Two Frosties agreed to share the warming strategies they successfully used in coping with their Raynaud’s for our Fall 2021 Member Tips post.
Open Windows in the Office? Add Layers of Warmth!
Marie on Facebook found the only way she could survive Autumn in the UK when working in an office that kept all of the windows open: “Use a hot water bottle for a wrist rest, add fingerless wrist warmers and a hot “cuppa.” (British for tea)
The rainbow-striped wrist warmers add some additional warming cheer. Thanks for sharing Marie!
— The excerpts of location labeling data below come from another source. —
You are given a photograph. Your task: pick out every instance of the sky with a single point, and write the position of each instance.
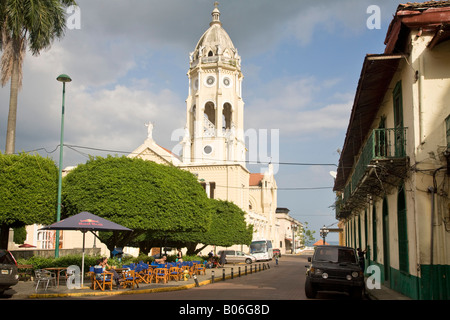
(128, 61)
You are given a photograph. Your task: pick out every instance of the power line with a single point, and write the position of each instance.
(73, 147)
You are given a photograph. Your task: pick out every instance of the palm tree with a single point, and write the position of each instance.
(32, 23)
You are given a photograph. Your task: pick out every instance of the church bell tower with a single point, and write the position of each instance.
(214, 131)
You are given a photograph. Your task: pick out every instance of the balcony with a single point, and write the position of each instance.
(382, 164)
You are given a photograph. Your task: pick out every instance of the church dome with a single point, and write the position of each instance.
(214, 43)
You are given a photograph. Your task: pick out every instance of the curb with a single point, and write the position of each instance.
(139, 291)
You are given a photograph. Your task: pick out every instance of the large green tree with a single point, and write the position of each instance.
(32, 23)
(228, 227)
(138, 194)
(28, 192)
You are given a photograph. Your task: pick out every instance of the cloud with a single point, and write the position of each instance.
(298, 108)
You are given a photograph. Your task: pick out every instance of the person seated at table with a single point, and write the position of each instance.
(210, 263)
(103, 263)
(161, 261)
(179, 256)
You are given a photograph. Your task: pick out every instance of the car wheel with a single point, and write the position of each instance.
(310, 291)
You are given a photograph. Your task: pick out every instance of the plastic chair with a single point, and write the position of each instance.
(44, 276)
(143, 274)
(102, 279)
(200, 268)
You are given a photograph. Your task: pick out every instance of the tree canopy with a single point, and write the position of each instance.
(138, 194)
(28, 191)
(23, 23)
(228, 227)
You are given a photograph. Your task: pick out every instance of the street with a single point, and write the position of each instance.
(283, 282)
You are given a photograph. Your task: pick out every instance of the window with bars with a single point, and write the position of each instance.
(402, 232)
(447, 128)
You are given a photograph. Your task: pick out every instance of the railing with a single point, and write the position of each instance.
(383, 144)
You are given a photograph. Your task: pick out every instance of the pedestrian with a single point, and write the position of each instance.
(103, 262)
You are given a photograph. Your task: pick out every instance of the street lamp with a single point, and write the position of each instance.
(62, 78)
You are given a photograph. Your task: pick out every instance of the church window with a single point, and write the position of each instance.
(210, 81)
(207, 149)
(227, 82)
(227, 116)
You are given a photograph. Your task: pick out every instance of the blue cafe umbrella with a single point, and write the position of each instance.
(84, 222)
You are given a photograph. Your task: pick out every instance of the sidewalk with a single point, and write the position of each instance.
(384, 293)
(26, 290)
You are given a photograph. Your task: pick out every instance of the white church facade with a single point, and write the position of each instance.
(213, 146)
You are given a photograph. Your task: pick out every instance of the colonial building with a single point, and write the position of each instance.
(394, 172)
(213, 146)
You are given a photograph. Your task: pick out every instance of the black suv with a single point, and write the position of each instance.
(334, 268)
(8, 271)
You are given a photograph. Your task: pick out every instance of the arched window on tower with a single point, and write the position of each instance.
(192, 121)
(227, 115)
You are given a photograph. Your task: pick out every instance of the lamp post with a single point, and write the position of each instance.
(62, 78)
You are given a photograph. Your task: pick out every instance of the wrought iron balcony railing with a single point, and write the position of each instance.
(382, 145)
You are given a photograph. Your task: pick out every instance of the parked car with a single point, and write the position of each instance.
(234, 256)
(334, 268)
(9, 275)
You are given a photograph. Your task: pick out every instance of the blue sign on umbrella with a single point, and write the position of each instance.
(84, 222)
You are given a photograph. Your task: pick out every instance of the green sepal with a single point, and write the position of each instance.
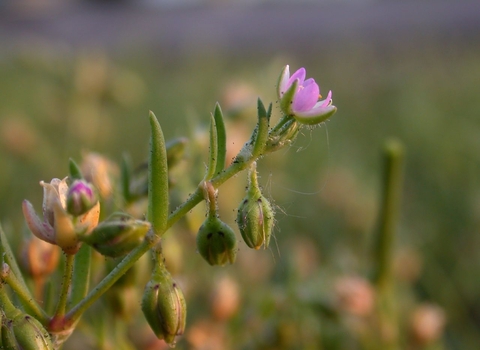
(255, 217)
(213, 154)
(74, 171)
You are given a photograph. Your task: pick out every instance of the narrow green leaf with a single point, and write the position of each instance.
(261, 136)
(157, 179)
(213, 156)
(9, 258)
(221, 139)
(74, 170)
(125, 178)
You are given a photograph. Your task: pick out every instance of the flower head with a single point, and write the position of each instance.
(58, 226)
(300, 98)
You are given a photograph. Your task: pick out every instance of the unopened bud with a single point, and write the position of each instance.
(117, 236)
(39, 258)
(255, 215)
(81, 198)
(163, 305)
(24, 332)
(216, 242)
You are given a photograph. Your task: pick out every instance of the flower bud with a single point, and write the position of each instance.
(216, 242)
(81, 198)
(117, 235)
(24, 332)
(255, 215)
(39, 258)
(255, 221)
(163, 305)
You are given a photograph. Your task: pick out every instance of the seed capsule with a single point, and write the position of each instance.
(216, 242)
(255, 215)
(163, 305)
(117, 235)
(255, 221)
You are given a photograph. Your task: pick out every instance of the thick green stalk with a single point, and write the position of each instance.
(383, 254)
(177, 214)
(392, 188)
(74, 314)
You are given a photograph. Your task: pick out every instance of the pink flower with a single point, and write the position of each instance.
(300, 98)
(58, 226)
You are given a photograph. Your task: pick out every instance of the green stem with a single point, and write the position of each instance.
(26, 298)
(392, 187)
(158, 169)
(383, 254)
(81, 274)
(74, 314)
(66, 282)
(6, 305)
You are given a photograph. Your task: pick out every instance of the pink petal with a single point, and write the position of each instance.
(306, 97)
(283, 86)
(300, 75)
(317, 111)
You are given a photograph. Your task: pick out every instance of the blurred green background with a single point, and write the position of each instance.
(404, 70)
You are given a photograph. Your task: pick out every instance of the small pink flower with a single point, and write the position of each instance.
(58, 226)
(300, 98)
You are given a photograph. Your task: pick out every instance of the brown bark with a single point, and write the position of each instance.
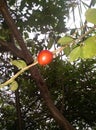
(61, 120)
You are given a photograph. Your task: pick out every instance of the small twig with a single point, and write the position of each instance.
(17, 74)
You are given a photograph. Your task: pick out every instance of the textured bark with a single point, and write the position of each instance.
(61, 120)
(18, 109)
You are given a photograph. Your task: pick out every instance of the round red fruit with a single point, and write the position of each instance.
(45, 57)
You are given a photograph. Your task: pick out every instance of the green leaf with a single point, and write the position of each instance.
(51, 41)
(76, 53)
(19, 63)
(88, 50)
(89, 47)
(91, 15)
(13, 86)
(65, 40)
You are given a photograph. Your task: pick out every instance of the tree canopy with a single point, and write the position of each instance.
(57, 96)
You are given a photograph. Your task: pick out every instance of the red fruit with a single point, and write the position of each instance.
(45, 57)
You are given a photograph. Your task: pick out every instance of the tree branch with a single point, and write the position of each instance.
(11, 47)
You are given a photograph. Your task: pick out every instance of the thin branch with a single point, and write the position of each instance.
(10, 46)
(17, 74)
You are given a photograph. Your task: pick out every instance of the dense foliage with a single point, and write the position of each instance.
(72, 86)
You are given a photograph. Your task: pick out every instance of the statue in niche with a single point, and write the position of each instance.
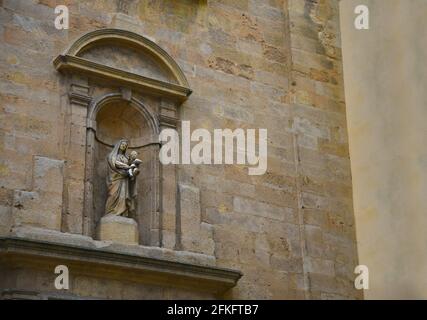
(121, 180)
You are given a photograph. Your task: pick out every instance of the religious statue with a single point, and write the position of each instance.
(121, 180)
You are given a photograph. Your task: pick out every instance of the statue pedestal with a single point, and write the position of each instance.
(118, 229)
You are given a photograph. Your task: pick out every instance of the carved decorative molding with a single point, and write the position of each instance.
(120, 77)
(114, 265)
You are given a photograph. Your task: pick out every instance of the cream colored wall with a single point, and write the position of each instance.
(385, 76)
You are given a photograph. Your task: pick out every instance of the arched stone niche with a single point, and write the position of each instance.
(120, 85)
(111, 118)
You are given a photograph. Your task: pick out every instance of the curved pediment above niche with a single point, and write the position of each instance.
(126, 59)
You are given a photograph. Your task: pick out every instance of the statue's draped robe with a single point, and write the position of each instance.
(121, 188)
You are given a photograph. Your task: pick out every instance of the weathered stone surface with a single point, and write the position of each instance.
(118, 229)
(250, 64)
(42, 206)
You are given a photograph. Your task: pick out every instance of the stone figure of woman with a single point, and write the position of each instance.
(120, 185)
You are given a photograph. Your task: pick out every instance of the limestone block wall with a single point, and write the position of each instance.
(251, 64)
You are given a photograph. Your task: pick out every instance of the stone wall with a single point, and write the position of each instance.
(251, 64)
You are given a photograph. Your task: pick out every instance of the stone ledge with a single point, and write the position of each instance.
(109, 263)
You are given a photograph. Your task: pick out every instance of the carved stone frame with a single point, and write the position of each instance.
(81, 75)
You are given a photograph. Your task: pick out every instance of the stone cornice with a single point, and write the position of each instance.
(68, 63)
(123, 266)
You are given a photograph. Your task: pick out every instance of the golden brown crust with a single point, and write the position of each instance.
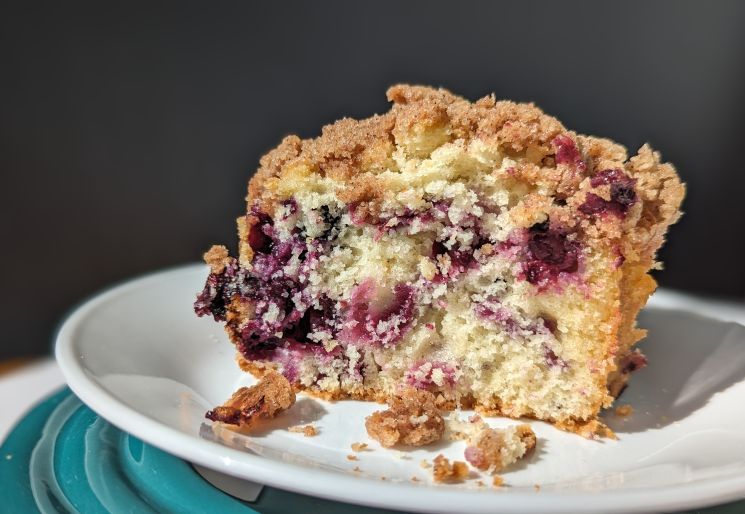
(217, 258)
(446, 473)
(412, 419)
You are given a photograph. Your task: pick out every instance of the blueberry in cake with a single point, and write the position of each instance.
(480, 251)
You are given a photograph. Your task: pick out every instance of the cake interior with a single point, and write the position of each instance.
(466, 281)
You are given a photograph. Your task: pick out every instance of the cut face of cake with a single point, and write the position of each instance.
(480, 251)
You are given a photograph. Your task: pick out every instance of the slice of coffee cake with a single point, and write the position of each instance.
(479, 250)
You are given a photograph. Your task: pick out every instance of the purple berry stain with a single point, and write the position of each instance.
(550, 252)
(622, 194)
(377, 314)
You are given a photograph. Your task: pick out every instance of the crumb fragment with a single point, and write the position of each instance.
(411, 419)
(490, 448)
(444, 472)
(623, 411)
(592, 429)
(307, 430)
(272, 395)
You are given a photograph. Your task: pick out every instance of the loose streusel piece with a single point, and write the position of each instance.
(307, 430)
(478, 250)
(272, 395)
(495, 449)
(444, 472)
(411, 419)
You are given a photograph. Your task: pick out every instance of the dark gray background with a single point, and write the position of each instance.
(128, 132)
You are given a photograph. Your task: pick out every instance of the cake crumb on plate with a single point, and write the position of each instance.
(445, 472)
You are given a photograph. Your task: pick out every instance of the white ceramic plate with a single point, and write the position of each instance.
(139, 357)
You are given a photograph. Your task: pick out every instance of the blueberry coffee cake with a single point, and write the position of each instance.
(479, 251)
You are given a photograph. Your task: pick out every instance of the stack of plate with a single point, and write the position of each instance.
(137, 357)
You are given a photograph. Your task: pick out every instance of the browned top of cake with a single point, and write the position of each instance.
(354, 152)
(412, 419)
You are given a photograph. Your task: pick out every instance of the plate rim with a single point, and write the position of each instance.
(342, 487)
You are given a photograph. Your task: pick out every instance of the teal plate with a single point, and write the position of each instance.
(63, 458)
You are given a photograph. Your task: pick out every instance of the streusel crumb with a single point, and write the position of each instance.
(446, 473)
(307, 430)
(411, 419)
(272, 395)
(494, 449)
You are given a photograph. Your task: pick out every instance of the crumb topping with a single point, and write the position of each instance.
(411, 419)
(445, 472)
(217, 258)
(270, 396)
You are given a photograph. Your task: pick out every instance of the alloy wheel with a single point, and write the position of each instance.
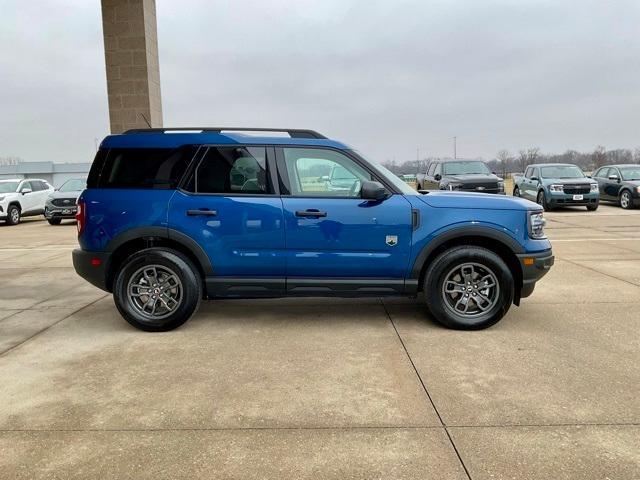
(470, 290)
(155, 291)
(625, 199)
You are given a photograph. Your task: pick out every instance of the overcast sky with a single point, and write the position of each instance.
(386, 77)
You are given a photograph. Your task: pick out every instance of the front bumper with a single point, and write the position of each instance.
(60, 212)
(559, 199)
(534, 267)
(92, 266)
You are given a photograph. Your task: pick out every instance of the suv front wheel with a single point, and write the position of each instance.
(13, 215)
(468, 288)
(157, 289)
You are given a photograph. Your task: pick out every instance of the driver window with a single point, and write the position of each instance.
(323, 173)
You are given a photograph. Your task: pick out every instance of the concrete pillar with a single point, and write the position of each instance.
(133, 71)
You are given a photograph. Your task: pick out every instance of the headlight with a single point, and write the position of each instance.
(536, 225)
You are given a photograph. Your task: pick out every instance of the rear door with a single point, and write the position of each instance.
(602, 177)
(229, 205)
(335, 240)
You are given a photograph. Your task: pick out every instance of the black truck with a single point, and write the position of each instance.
(460, 175)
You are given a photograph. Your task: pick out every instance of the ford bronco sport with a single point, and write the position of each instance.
(173, 216)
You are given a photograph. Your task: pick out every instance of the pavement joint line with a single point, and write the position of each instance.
(595, 240)
(424, 387)
(598, 271)
(26, 340)
(334, 428)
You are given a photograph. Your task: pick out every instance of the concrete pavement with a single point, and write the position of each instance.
(317, 388)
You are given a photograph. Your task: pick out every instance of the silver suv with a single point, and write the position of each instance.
(23, 198)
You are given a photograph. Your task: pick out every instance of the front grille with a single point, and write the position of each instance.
(64, 202)
(576, 189)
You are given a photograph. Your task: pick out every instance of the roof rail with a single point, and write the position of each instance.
(293, 132)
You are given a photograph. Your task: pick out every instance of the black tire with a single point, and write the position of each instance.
(626, 203)
(13, 215)
(164, 260)
(542, 201)
(439, 301)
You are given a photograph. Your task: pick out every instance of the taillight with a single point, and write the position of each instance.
(81, 217)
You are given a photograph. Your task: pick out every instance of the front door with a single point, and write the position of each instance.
(336, 242)
(230, 208)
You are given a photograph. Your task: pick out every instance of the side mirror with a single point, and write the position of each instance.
(372, 191)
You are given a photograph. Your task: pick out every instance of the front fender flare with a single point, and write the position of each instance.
(458, 232)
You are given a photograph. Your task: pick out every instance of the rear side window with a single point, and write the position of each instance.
(232, 170)
(149, 168)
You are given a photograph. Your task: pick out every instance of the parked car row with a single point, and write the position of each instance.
(34, 196)
(562, 184)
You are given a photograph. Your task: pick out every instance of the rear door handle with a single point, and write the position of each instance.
(209, 213)
(310, 213)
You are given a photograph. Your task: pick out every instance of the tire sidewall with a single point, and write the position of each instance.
(629, 205)
(10, 211)
(442, 265)
(181, 266)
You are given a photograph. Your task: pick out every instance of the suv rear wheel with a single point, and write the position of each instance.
(13, 215)
(468, 288)
(157, 289)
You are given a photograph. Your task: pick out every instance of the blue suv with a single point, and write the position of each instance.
(174, 216)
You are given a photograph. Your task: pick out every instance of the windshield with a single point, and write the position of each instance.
(630, 173)
(8, 187)
(390, 176)
(73, 185)
(465, 168)
(561, 171)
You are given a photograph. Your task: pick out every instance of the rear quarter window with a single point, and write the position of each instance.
(147, 168)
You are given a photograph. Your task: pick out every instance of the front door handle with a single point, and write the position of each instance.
(209, 213)
(310, 213)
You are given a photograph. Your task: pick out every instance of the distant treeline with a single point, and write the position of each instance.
(505, 162)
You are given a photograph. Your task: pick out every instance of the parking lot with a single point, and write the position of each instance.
(325, 388)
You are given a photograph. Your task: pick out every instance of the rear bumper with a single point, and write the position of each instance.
(534, 267)
(92, 267)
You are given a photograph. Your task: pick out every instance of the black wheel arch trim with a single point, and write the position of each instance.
(459, 232)
(163, 233)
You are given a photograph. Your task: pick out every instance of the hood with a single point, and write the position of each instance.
(487, 201)
(70, 194)
(569, 181)
(474, 178)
Acupuncture with Old Fashioned Needles
Lyn in Australia told us she was grasping at straws when she first tried acupuncture treatment for her Raynaud’s, but had to do something because the pain in her fingers was so severe. To her surprise, the relief was quite swift. Her doctor (the acupuncturist was a fully qualified medical practitioner) combined Vitamin D injections with the treatments. She’s convinced another factor that made the treatment more effective was the use of old-fashioned needles. Here’s what she shared with us:
“My Raynauds was so severe (45 years ago now) I was terrified my fingers would develop gangrene (going completely bloodless for several hours each morning in winter, followed by turning black and incredibly painful for another hour). My General Practitioner said move to a warmer climate. Instead I went through an extensive course of acupuncture (performed with the old fashioned thick & thin needles…along with Vitamin D injections). I was extremely skeptical but the improvement was almost immediate. Even now if my fingers do start to go I always have some blood left under my nails & have only had a short ‘top up’ course 25 years ago. Occasionally they’ll still go out on me but never like pre-acupuncture days!!…Thanks for providing somewhere to pass on my positive experience.”
So glad this worked for you Lyn, but we do need to add a few caveats for those considering acupuncture treatments:
There is to date no accepted clinical evidence for the effectiveness of acupuncture as a treatment for alleviating Raynaud’s symptoms.
The placebo effect can’t be ignored.
No one treatment will work for everyone.
Make sure you review all treatment strategies with your doctor first.
Below are additional articles we’ve published on acupuncture for Raynaud’s sufferers:
In addition to acupuncture, self-help, relaxation techniques, such as biofeedback and tai chi, work for some people to minimize the severity of Raynaud’s attacks. These methods require a great deal of practice and commitment to achieve real results. They won’t be effective for everyone, particularly for more severe secondary Raynaud’s sufferers, but some members have told us they’ve helped reduce their symptoms.